301 (permanent) redirects pass link equity and are cached aggressively by browsers and CDNs. This makes them ideal for permanent URL changes. However, 302 (temporary) redirects are the right choice when a page is temporarily unavailable, during A/B tests, or when you are not yet certain the destination URL is final. Using a 301 prematurely means browsers will cache the redirect and ignore future changes — a problem that can persist for months. The CMS schema should expose both options and let editors choose deliberately.
"The redirect table in the CMS replaces the need for server-side redirect configuration"

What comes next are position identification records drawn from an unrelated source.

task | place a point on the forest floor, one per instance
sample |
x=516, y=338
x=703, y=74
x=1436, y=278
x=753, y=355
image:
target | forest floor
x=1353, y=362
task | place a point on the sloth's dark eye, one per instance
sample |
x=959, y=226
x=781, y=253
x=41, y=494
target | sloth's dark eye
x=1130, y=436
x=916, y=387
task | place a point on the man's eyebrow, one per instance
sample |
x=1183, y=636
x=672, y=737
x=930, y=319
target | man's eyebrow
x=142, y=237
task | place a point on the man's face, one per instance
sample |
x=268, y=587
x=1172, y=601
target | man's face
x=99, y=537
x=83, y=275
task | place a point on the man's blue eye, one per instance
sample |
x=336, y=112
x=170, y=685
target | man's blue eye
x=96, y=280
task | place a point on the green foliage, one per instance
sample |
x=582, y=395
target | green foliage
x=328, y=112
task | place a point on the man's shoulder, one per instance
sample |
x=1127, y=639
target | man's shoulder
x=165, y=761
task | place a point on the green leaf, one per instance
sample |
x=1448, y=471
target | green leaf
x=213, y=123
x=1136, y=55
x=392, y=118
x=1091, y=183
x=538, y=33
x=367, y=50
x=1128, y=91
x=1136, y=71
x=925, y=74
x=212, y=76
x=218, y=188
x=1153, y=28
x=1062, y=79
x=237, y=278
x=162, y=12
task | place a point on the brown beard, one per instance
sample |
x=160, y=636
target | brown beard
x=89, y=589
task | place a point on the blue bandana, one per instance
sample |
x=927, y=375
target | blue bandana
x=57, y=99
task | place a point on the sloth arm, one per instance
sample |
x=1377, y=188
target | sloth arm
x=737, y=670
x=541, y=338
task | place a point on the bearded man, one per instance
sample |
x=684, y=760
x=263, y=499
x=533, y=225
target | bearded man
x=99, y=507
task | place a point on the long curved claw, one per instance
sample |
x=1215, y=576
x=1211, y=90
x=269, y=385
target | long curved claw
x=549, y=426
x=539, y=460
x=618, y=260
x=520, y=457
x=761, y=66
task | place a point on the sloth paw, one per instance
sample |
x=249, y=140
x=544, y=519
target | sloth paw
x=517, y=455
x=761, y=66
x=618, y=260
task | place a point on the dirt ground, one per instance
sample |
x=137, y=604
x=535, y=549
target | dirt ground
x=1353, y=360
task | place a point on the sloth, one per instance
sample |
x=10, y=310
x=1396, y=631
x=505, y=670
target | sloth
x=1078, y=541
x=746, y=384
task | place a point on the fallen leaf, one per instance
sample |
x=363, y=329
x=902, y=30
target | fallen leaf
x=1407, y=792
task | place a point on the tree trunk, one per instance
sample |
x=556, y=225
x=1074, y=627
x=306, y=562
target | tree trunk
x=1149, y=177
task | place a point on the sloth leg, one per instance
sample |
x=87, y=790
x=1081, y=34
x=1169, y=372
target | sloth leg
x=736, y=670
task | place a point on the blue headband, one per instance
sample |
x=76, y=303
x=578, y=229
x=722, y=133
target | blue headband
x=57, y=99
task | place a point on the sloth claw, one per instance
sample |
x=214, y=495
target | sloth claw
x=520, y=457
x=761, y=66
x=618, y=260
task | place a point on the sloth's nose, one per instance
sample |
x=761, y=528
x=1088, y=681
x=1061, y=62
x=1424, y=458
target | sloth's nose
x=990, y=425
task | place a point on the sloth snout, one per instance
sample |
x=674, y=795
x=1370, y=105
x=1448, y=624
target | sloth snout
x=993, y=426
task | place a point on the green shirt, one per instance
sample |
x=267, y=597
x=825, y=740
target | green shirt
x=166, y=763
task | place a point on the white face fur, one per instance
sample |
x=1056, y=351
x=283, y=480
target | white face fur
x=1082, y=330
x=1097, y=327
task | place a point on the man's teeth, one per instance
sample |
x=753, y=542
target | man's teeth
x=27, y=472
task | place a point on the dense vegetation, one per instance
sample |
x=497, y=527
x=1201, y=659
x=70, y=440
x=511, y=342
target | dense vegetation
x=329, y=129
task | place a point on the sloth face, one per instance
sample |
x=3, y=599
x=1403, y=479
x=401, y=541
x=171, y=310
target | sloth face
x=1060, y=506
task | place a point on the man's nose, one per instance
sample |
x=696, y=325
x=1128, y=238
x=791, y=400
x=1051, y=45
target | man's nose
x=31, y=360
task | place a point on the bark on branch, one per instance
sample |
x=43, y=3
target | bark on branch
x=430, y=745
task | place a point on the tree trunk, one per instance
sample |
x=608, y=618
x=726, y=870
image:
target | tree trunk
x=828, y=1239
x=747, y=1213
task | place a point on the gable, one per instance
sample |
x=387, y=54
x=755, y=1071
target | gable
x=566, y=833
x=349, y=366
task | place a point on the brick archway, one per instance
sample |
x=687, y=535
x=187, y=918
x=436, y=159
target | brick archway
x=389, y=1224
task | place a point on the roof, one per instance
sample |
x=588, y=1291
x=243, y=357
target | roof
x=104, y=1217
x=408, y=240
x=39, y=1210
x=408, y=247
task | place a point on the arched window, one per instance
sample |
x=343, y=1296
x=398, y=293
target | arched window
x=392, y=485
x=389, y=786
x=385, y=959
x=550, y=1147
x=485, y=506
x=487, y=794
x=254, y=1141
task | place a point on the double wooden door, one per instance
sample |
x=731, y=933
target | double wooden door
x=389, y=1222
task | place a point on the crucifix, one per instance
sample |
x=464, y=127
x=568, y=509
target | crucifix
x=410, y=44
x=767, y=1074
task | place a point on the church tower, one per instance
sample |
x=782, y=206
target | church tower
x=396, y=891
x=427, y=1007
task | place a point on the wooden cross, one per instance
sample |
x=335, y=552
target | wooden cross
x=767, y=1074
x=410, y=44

CMS-managed redirects are applied at the application layer (Next.js middleware), not at the infrastructure layer (CDN, load balancer, or web server). For redirects that must work even when the application is down — such as a domain migration — you still need infrastructure-level redirects. Think of the CMS redirect table as a complement to, not a replacement for, your infrastructure configuration. Use the CMS for content-level redirects and infrastructure config for domain-level or emergency redirects.
"You need to redeploy the app for redirect changes to take effect"
This is true for next.config.js redirects, which are baked into the build. It is not true for CMS-powered redirects applied in middleware. Because the middleware fetches the redirect list at runtime (with caching), changes made in Sanity Studio propagate without any redeployment. The webhook-triggered cache invalidation pattern described above makes changes live in under a minute — no CI/CD pipeline involved.